I have the function $f(x)=\frac {1}{2} \mathbf x^T Q \mathbf x - \mathbf b^T \mathbf x$ where $Q$ is symmetric.
I'm trying to show that solving $\nabla f(\mathbf x) = 0$ is equivalent to solving $Q \mathbf x = \mathbf b$
I've already proved that if $Q$ is positive definite, then $Q$ is invertible, and then $Q^{-1}$ is also positive definite. Any function that is symmetric positive definite is convex. Therefore $f$ is convex.
A convex function is guaranteed to have a local minimum which is also a global minimum which is why $\nabla f(\mathbf x) = 0$ is true.
How do I show the equivalence in an elegant way though?

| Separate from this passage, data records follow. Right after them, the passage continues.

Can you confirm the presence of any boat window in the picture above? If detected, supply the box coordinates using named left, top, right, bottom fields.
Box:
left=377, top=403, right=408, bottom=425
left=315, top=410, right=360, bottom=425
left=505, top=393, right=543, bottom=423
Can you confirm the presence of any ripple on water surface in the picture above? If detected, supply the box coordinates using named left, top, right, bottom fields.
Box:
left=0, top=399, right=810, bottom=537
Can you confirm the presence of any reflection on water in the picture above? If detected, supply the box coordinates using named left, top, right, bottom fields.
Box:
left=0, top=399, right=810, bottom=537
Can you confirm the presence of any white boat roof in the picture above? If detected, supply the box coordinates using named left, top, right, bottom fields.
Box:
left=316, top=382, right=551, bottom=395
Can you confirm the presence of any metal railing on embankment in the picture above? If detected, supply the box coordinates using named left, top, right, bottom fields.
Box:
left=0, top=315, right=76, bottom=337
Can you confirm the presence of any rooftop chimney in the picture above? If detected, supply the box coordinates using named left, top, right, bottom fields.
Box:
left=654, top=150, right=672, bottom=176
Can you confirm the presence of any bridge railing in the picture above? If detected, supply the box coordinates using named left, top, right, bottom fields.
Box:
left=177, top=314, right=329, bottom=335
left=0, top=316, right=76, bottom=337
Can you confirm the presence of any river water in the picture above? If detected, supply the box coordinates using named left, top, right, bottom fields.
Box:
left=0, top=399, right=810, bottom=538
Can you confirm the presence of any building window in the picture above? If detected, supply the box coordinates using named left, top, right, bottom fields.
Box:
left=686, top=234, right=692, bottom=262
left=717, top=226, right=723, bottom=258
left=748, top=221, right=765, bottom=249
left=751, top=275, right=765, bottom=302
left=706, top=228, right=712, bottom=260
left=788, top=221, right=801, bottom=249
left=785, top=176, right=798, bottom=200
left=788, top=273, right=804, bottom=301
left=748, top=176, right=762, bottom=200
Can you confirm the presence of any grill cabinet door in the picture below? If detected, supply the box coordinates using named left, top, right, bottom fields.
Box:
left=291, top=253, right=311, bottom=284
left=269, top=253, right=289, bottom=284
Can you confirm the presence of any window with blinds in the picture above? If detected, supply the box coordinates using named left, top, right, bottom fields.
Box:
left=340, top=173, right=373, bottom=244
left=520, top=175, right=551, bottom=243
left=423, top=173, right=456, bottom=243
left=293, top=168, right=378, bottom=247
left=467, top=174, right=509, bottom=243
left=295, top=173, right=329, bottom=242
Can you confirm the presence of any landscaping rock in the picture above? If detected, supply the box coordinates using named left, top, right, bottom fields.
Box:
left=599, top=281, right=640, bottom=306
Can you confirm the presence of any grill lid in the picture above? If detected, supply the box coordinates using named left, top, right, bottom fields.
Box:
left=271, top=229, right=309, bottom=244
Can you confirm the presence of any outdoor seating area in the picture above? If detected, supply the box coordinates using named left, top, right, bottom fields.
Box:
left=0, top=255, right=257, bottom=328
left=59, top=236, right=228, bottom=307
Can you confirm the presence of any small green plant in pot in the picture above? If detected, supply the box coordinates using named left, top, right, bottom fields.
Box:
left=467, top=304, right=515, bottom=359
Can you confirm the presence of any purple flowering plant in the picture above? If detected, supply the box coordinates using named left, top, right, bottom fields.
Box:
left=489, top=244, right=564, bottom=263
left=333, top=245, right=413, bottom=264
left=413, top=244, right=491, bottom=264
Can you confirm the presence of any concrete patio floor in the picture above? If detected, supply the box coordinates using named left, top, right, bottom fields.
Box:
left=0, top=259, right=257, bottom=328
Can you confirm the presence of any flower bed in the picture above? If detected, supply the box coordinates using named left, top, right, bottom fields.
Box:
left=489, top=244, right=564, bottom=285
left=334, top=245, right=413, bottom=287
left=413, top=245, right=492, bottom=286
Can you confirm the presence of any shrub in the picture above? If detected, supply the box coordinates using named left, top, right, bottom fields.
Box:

In components, the assert is straightforward: $$ f(x) = \frac{1}{2}\sum_{ij} Q_{ij} x_ix_j - \sum_i b_i x_i. $$
So (using $Q$'s symmetry): $$ \frac{\partial f}{\partial x_k} = \frac{1}{2}\sum_{i} Q_{ik} x_i + \frac{1}{2}\sum_{j} Q_{kj} x_j - b_k = \sum_j Q_{kj} x_j - b_k , $$
which are exactly the components of the vector: $$ \nabla f = Qx - b. $$